If you’ve met a few editors in your life, you may know we don’t love the spotlight. Few of us seek credit when we help another artist develop a project. Most of us are very happy to remain vocal but invisible in most facets of life. You may notice that on this website (designed by the incomparable Sarah Kleist) I am anything but invisible. That wasn’t always the case.
When I shifted to self-employment, I knew I’d be gaining freedom from a lot of things: the 9–5, the prescribed work, the company politics. And I knew that in exchange, I’d be taking on the added challenge of becoming my own editorial, finance, legal, and, most frighteningly, marketing department.
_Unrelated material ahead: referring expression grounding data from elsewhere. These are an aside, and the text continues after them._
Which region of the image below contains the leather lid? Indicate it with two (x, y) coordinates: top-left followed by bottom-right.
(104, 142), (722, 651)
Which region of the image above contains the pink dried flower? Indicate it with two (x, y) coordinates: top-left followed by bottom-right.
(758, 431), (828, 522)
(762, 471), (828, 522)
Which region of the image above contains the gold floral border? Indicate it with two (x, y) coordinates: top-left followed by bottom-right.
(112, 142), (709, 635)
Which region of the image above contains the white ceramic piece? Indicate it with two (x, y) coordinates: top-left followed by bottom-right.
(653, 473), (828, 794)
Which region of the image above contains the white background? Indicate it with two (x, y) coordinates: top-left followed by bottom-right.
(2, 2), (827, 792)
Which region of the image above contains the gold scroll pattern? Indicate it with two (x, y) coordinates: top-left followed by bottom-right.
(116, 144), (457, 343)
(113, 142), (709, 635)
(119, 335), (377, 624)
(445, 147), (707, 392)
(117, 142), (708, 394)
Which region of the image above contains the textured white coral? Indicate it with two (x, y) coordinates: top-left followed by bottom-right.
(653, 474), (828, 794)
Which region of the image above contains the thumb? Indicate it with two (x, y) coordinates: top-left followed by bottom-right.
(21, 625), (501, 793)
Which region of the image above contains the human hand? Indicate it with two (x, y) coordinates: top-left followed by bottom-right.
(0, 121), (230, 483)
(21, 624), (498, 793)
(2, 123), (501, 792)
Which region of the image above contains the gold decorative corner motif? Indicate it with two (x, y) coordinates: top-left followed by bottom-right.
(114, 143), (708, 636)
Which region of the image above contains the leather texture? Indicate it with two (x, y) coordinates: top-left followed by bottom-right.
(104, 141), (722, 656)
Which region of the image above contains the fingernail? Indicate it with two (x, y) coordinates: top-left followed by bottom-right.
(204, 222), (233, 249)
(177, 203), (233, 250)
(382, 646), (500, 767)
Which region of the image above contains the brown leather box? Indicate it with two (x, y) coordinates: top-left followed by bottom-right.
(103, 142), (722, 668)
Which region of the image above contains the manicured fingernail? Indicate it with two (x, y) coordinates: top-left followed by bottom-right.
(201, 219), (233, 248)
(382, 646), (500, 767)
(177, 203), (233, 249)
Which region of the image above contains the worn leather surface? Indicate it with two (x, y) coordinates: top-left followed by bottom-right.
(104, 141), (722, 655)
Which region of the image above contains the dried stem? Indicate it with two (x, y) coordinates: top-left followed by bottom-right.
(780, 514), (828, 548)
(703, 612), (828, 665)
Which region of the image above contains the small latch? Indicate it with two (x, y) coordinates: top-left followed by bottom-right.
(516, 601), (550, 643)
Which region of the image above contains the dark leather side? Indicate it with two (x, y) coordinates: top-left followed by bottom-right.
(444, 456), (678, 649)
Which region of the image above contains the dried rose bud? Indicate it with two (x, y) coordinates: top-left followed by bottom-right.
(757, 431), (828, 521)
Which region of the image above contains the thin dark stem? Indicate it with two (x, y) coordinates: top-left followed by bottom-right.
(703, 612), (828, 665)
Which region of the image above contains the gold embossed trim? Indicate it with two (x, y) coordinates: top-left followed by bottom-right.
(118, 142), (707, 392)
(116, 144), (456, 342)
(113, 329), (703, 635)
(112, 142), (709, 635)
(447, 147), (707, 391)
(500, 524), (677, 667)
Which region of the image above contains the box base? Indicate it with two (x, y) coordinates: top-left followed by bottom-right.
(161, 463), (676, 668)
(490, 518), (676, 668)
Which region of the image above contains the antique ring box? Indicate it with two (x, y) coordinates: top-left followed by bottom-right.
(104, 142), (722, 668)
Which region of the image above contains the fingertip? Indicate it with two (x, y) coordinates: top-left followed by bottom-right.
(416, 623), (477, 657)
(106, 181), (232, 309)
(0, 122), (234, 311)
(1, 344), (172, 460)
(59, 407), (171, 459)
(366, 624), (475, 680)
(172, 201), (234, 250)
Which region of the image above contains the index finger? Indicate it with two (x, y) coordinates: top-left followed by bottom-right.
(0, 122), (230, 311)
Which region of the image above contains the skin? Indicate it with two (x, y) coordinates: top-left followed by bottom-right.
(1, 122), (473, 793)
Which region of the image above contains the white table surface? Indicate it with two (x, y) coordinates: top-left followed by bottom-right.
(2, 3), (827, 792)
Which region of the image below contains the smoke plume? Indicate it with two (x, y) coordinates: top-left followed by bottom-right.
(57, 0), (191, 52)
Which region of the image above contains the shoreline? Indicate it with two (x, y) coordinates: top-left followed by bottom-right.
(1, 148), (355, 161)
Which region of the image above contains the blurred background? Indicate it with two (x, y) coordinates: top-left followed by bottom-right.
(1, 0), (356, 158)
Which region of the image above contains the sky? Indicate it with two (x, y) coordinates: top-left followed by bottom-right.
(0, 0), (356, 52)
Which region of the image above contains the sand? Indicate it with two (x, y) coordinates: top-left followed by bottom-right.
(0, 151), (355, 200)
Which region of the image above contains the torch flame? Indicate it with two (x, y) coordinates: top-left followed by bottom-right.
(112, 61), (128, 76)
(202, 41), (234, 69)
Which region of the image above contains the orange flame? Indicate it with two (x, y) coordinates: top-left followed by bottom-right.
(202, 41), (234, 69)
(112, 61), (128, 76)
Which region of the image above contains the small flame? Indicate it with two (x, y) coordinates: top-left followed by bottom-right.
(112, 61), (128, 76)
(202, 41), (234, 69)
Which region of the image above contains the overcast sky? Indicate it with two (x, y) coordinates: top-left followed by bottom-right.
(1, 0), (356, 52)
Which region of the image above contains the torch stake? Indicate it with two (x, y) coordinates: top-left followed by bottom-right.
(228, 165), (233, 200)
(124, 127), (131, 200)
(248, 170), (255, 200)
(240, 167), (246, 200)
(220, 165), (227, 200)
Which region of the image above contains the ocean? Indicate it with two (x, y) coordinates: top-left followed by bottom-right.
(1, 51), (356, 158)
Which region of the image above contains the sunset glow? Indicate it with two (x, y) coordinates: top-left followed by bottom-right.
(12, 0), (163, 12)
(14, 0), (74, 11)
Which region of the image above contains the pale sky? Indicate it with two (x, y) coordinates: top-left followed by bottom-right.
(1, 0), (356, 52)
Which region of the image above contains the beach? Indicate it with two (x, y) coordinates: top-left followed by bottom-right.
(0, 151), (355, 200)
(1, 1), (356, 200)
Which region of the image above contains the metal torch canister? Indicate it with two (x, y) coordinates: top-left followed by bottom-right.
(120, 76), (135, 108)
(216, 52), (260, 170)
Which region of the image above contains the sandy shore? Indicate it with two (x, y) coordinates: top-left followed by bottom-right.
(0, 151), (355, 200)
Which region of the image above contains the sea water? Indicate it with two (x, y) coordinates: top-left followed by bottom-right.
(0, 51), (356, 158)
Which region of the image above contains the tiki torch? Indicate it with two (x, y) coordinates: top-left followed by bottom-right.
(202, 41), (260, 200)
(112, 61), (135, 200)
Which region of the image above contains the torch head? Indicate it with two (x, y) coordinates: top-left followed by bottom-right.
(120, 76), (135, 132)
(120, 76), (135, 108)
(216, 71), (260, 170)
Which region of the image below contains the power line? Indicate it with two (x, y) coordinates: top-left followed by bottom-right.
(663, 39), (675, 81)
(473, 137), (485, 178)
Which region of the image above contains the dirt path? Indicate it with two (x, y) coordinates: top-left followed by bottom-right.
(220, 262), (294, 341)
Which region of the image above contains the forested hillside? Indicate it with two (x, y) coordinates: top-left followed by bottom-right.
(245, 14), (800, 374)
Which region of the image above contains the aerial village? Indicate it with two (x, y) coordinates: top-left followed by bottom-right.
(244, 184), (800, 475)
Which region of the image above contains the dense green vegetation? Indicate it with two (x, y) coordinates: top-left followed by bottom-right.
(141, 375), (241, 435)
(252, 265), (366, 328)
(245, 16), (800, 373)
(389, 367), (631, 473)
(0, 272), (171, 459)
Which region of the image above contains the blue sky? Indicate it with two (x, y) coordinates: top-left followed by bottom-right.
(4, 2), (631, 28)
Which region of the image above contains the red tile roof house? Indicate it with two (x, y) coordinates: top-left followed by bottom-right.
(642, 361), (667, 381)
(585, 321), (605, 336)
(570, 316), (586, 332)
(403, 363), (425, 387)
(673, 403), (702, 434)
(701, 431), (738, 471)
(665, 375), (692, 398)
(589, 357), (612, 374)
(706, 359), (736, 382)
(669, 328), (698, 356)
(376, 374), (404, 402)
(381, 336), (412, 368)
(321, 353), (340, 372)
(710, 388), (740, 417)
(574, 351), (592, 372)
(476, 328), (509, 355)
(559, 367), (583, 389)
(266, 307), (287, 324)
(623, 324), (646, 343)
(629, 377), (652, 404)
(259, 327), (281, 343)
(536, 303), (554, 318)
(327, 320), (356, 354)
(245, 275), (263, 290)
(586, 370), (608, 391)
The latter has been a Hurdle — and the driving reason for my now more visible online presence.
Before I started sharing about my business, my Instagram grid consisted of nine posts, only two of which had my face in them. My website before this one was as unassuming as possible, featuring my headshot only in the most necessary places. Even now, I’m crawling my way to a filled-out grid.
Which — if you’ve read like, anything on my website — doesn’t track. I encourage people to take up space, to celebrate their story, and above all things, to get comfortable Sharing Their Experiences. Why, then, am I so hesitant to share mine? Why was it so hard for me to write my website copy without fearing what other people would think? Why was my heart racing through the start of my photo session until my (absolutely wonderful) photographer, Stephanie Hawkins, made me laugh and reminded me to breathe?
For one, I feel a ton of discomfort around *selling my services* when really I wish I could offer that support for nothing — or at least not money. I wish I didn’t have to pay my bills and could just exchange my skills for someone else’s skills, but that’s another post. In the meantime, my reality and my hope are at odds.
The second reason speaks to the same fears I see my clients working through. It. Is. Scary to show your face and use your voice. And even scarier when you can’t do it through the actions of a fictional character. It’s important to me that people who come to this site with a story know mine. It’s even more important that I’m not out here telling other people to do something I wouldn’t do myself.
So why the website revamp? Okay, yes, to attract amazing clients. But, on a deeper level, maybe to give myself permission to own my skills, share my values, and support folks whose needs align with what I’ve got on offer — people I don’t know yet, but want deeply to meet.
What comes of it, who’s to say, but I hope this site and my services make people feel good about their work and about themselves. Above all things, I hope my commitment to working through the discomfort of sharing encourages others to do the same.